The Division will continue to focus on ESG-related advisory services and investment products (e.g., mutual funds, exchange-traded funds (ETFs), and private fund offerings). Such reviews will typically focus on whether RIAs [SEC-registered investment advisers] and registered funds are:
(1) accurately disclosing their ESG investing approaches and have adopted and implemented policies, procedures, and practices designed to prevent violations of the federal securities laws in connection with their ESG-related disclosures, including review of their portfolio management processes and practices;
(2) voting client securities in accordance with proxy voting policies and procedures and whether the votes align with their ESG-related disclosures and mandates; or
(3) overstating or misrepresenting the ESG factors considered or incorporated into portfolio selection (e.g., greenwashing), such as in their performance advertising and marketing.

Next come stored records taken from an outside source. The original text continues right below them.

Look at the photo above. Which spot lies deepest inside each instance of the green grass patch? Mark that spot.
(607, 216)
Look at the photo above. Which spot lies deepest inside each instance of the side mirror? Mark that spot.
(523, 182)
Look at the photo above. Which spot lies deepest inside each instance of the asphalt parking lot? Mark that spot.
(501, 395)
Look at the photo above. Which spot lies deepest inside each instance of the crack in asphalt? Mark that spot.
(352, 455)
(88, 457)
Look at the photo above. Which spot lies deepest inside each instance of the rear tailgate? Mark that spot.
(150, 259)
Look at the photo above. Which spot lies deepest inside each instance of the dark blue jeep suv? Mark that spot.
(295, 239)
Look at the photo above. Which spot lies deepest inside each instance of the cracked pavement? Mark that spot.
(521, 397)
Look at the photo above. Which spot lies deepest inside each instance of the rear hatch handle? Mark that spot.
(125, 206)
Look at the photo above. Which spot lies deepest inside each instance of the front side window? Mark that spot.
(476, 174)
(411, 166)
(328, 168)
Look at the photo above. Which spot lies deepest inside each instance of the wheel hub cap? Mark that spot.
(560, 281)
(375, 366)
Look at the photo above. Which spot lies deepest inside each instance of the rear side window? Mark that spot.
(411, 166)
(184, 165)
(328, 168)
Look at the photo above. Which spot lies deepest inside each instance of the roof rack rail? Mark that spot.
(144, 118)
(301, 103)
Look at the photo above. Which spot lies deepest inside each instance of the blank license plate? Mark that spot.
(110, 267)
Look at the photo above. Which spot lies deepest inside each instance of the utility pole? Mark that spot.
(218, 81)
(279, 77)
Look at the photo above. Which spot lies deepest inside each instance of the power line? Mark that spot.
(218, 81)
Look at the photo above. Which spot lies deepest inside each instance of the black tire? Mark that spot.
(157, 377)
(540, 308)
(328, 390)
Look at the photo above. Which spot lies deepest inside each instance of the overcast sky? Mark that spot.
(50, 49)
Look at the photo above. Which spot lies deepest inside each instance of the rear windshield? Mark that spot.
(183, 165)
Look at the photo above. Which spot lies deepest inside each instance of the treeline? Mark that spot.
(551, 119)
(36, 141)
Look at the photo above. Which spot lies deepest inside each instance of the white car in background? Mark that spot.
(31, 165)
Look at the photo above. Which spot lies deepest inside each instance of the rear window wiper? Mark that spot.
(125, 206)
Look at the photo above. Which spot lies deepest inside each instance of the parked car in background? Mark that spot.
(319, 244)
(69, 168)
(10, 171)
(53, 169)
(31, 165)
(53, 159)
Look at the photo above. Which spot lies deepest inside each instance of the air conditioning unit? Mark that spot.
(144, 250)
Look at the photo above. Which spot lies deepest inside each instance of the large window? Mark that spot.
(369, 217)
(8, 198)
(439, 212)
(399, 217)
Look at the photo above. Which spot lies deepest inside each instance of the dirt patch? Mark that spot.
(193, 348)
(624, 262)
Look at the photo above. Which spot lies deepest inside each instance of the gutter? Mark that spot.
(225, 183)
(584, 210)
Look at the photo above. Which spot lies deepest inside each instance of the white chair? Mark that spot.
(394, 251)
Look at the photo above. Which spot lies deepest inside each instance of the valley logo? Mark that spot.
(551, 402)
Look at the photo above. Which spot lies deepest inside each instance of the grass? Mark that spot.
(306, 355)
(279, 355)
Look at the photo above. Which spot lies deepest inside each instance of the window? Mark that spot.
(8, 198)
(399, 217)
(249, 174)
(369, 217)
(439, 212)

The Division also clarifies a more general matter:
With our name change last year to the Division of Examinations, some have speculated that the removal of ‘compliance’ from the Division’s name was intended to deemphasize our long-standing focus on, and commitment to, promoting compliance and to empowering compliance officers. Rest assured, that is not the case… While many registrants demonstrate the value and importance they place on compliance, far too often we examine registrants where that is not the case.
This is a clear message that the SEC expects compliance and governance to be a fundamental component of ESG.
What This Means
This is a pretty clear and specific roadmap for what the Division will be looking at in terms of ESG management on the part of portfolio managers, investment advisors and registered funds. Interestingly, it somewhat parallels recent information requests made by the Texas State Comptroller to some of the state’s financial service providers concerning consistency of those firms’ actions versus their ESG positioning. The Division’s statements are also closely aligned with the proposed climate disclosure expectations published last week.
While the Division priorities and the Texas Comptroller actions are focused on financial services/investment firms, they can also be seen as offering guidance to manufacturers/operating companies. That is worth some consideration.